So, since I have been struggling with the fitness goals, and because things are so up in the air right now and I don’t feel comfortable signing up for any runs, I am setting those goals aside. This decision took a bit of soul-searching. I have to be ok with not reaching all of my fitness goals, and ok with not working on them right now, without being ok with quitting them altogether. This is just part of a acknowledging that life is fluid and unpredictable and that changing my mind and reorganizing my priorities to deal with life’s vagaries is not a bad thing.

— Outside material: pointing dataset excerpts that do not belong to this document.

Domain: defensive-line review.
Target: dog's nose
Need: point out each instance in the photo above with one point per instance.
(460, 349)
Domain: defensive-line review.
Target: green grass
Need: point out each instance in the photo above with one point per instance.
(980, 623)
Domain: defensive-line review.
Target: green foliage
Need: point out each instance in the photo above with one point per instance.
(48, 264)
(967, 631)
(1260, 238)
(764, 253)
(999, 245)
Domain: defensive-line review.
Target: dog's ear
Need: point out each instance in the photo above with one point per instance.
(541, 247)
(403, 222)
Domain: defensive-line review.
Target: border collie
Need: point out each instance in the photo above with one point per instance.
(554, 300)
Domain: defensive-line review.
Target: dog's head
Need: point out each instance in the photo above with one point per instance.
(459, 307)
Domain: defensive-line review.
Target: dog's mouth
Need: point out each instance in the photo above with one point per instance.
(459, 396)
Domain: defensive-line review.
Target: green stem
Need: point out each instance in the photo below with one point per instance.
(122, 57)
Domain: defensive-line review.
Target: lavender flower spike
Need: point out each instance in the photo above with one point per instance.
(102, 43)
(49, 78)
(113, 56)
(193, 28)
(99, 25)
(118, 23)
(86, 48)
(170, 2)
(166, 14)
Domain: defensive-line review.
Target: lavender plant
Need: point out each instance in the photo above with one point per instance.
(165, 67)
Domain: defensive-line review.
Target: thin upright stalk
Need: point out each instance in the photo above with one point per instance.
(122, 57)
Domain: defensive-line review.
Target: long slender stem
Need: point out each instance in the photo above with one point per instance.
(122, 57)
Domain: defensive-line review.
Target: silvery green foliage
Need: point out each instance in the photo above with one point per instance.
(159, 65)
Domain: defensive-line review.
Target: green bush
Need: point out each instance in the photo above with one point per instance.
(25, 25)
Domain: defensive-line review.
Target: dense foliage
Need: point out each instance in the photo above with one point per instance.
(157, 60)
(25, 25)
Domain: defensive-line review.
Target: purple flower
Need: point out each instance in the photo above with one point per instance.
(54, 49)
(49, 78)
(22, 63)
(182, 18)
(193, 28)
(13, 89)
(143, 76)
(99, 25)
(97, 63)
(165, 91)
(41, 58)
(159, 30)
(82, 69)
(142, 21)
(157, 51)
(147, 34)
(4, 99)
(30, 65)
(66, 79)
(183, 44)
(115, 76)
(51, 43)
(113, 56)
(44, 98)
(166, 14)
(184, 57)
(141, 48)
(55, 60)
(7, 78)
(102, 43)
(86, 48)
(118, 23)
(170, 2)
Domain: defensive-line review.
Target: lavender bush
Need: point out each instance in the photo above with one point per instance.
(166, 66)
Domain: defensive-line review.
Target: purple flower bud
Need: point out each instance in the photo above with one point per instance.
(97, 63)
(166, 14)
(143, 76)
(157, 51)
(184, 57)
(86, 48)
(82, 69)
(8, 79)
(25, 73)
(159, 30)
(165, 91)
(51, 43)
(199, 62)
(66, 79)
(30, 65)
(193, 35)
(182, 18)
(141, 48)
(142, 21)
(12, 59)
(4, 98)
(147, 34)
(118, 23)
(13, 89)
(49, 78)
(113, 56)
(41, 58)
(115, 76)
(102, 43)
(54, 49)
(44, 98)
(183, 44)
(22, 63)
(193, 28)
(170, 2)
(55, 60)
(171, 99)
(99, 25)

But I do like to have some goals on the go at all times, and they should always be kick-ass. Naturally, I still have the goal of getting my PhD. That one is highest priority, and definitely a sound, kick-ass goal. There is still a lot of work to do on that, and it does involve some work every day. Nevertheless, that goal is clearly a career thing and I need some non-career goals to occupy my time outside of office hours. I have selected two.
First, I want to teach myself to double knit. I have been crocheting for a decade or so, but only took up knitting in January 2013. I have taught myself a lot, like stranded knitting, knitting in the round, seaming, etc. I have made some items that I am pretty happy with, including a pair of spats that I recently wore to a wedding (they received confused compliments, and some gifts for others (I promise they weren’t horrible). Now is the time to raise the bar again, so I will be making this pattern, in blue and off-white, as a gift for my partner. I made him a hat last year out of the same yarn, so it should be a nice set without being too matchy-matchy. I shall keep you informed.
Second, I want to overhaul my wardrobe. I have been researching capsule wardrobe plans, clothing challenges, etc. I have previously done a few wardrobe challenges, like the six items or less challenge, which was really enlightening and surprisingly easy. I have been wanting to do something like that again. At the same time, absolutely all the clothes that I own have to fit in half of a tiny wardrobe, slightly less than half of three drawers in a dresser, a drawer in a nightstand, a rack of scarves and belts, a rack of jewelry, a shelf for hats and half of one suitcase for out of season clothes. That sounds like a lot of space, and I honestly classify myself as a minimalist, but I am seriously struggling. I haven’t had a clear out recently, I have inherited a fair few new, high-quality and emotionally charged items, and I have purchased a few new things of my own recently anyway. For example, my partner encouraged me to buy a new dress for a recent wedding (the one with the spats) rather than re-wear the dress I had bought for a wedding earlier in the year. I thought the first dress would be fine for all the weddings I would need to attend for the next year or so, but the partner found it distressingly 90’s. I also bought a fedora in what a shop clerk described as `petrol’ coloured, and I picked up a few new things in the sales that perhaps I did not strictly need.
So anyway, I am feeling overwhelmed by the clothing, the lack of space and the emotional baggage. Thus, I will be overhauling the situation and using this blog as an emotional outlet and progress tracker throughout the process. What’s that? You are not interested in knitting or wardrobe organization? Well then, to quote Malcolm Tucker… Fuckety-bye!